認証の種類: Azure Storage で使用する IoT Hub の認証の種類です。 この設定により、IoT ハブが Azure Storage で認証および認可する方法が決定します。 既定値はキーベースの認証です。ただし、システム割り当てまたはユーザー割り当てマネージド ID 認証オプションが推奨されます。 マネージド ID は、Microsoft Entra ID で自動的に管理される ID を安全な方法で Azure サービスに提供します。
Note
認証の種類の設定は、IoT ハブが Azure Storage アカウントで認証する方法を構成します。 デバイスは、IoT ハブから取得した SAS URI を使用して、常に Azure Storage で認証されます。
次のコマンドでは、IoT ハブでファイルのアップロード設定を構成する方法を示しています。 これらのコマンドはわかりやすくするために個別に示されますが、通常は、シナリオに必要なすべてのパラメーターを含めて 1 つのコマンドを発行します。 コマンド ラインに表示する引用符を含めます。 中かっこは含めません。 各パラメーターの詳細については、Azure CLI ドキュメントで az iot hub update コマンドについて参照してください。
次のコマンドでは、ストレージ アカウントと BLOB コンテナーを構成します。
az iot hub update --name {your iot hub name} \
--fileupload-storage-connectionstring "{your storage account connection string}" \
--fileupload-storage-container-name "{your container name}"

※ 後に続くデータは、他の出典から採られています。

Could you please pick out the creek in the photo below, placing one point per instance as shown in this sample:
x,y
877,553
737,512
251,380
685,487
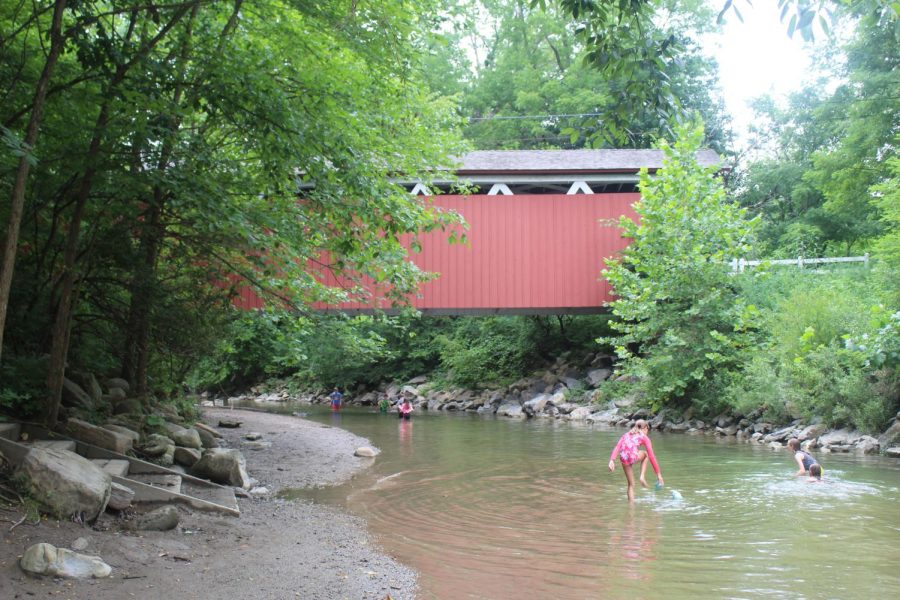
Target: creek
x,y
493,508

次のコマンドでは、SAS URI の有効期限を既定値 (1 時間) に設定します。
az iot hub update --name {your iot hub name} \
--fileupload-sas-ttl 1
次のコマンドでは、ファイル通知を有効にし、ファイル通知プロパティを既定値に設定します。 (ファイル アップロード通知の有効期限は 1 時間に設定され、ロック期間は 60 秒に設定されます。)

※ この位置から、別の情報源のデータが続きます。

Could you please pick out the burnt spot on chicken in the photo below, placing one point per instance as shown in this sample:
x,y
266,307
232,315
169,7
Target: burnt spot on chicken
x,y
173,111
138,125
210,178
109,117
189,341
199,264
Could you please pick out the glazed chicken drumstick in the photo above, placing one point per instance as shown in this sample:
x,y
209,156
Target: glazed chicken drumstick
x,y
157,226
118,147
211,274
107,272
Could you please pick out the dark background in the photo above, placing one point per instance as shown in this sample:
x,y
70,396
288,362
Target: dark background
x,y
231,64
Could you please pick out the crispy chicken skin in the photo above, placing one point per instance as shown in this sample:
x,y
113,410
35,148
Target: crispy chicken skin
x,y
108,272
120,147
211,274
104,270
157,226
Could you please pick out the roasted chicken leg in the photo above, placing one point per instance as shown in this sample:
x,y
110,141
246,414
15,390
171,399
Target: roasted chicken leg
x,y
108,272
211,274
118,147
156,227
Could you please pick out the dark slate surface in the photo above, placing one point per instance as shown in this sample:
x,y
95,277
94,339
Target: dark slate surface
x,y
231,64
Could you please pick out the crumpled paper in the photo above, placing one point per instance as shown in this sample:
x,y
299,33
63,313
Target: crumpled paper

az iot hub update --name {your iot hub name} \
--fileupload-notifications true \
--fileupload-notification-max-delivery-count 10 \
--fileupload-notification-ttl 1 \
--fileupload-notification-lock-duration 60
次のコマンドでは、キーベースの認証を構成します。
az iot hub update --name {your iot hub name} \
--fileupload-storage-auth-type keyBased
次のコマンドでは、IoT ハブのシステム割り当てマネージド ID を使用して認証を構成します。 このコマンドを実行する前に、IoT ハブのシステム割り当てマネージド ID を有効にして、Azure Storage アカウントに適切な RBAC の役割を付与する必要があります。 詳細については、「IoT Hub でのマネージド ID のサポート」を参照してください。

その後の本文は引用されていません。